Because the <planetwitless.com> domain name is not confusingly similar to Complainant’s registered mark, the Panel finds that Complainant has not satisfied Policy ¶ 4(a)(i).

 

Rights or Legitimate Interests/Registration and Use in Bad Faith

 

The Panel does not need to inquire into Respondent’s rights or legitimate interests or registration and use in bad faith, as Complainant has failed to satisfy the first element of the Policy.  See Hugo Daniel Barbaca Bejinha v. Whois Guard Protected, FA 836538 (Nat. Arb. Forum Dec. 28, 2006) (deciding not to inquire into the respondent’s rights or legitimate interests or its registration and use in bad faith where the complainant could not satisfy the requirements of Policy ¶ 4(a)(i)); see also Pom Wonderful LLC v. Tara Redavid, FA 846577 (Nat. Arb.
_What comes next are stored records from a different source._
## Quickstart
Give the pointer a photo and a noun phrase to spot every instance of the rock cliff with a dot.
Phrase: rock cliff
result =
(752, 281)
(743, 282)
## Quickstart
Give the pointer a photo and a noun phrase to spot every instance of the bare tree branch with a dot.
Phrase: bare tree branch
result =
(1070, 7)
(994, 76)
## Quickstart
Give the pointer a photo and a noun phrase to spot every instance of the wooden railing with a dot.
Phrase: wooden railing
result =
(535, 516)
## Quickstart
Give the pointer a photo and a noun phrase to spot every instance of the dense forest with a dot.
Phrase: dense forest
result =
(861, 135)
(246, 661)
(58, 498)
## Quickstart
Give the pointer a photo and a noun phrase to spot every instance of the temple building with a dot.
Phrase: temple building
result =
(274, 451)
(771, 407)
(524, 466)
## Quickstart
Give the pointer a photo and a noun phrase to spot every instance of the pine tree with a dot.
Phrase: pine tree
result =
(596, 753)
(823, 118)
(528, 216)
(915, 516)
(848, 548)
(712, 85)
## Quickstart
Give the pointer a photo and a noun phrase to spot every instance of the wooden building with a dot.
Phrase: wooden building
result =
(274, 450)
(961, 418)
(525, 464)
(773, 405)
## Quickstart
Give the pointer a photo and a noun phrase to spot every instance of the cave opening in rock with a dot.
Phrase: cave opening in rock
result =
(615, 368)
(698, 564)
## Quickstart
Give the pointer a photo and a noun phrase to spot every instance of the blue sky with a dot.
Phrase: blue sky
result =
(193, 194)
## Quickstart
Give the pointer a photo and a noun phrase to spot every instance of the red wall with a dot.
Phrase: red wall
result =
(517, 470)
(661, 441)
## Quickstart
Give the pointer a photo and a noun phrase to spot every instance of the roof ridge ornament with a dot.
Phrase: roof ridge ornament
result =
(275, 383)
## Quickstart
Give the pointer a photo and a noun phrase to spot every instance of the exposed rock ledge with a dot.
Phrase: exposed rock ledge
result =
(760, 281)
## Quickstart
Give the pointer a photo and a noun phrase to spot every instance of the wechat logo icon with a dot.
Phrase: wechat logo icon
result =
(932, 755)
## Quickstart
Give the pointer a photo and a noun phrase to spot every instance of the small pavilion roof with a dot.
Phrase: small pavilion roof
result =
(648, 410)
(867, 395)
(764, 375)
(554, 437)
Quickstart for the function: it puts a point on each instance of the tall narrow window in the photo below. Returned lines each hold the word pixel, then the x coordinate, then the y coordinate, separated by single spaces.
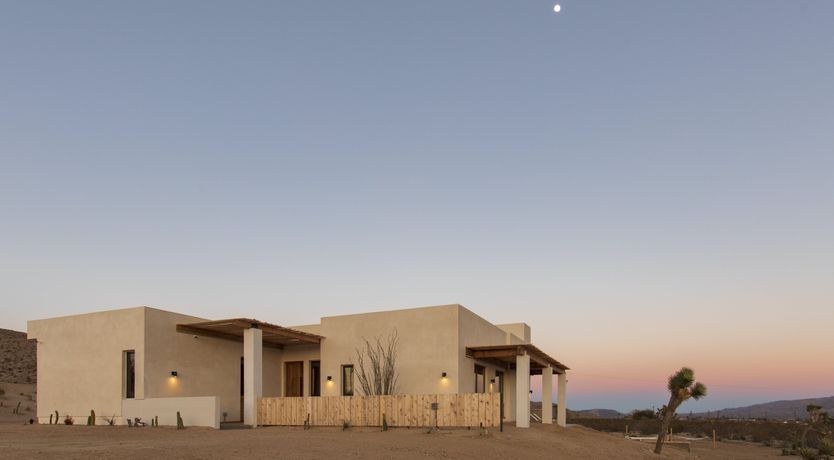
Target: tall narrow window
pixel 347 380
pixel 130 374
pixel 480 379
pixel 315 378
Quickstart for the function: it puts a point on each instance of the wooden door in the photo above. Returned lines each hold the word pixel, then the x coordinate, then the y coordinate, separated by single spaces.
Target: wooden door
pixel 294 378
Forum Jan. 8, 2007) (deciding not to consider the second and third elements of the Policy after the complainant failed to establish that the disputed domain name was confusingly similar to its mark under the first element of the Policy).

 

DECISION

Having failed to establish all three elements required under the ICANN Policy, the Panel concludes that relief shall be DENIED.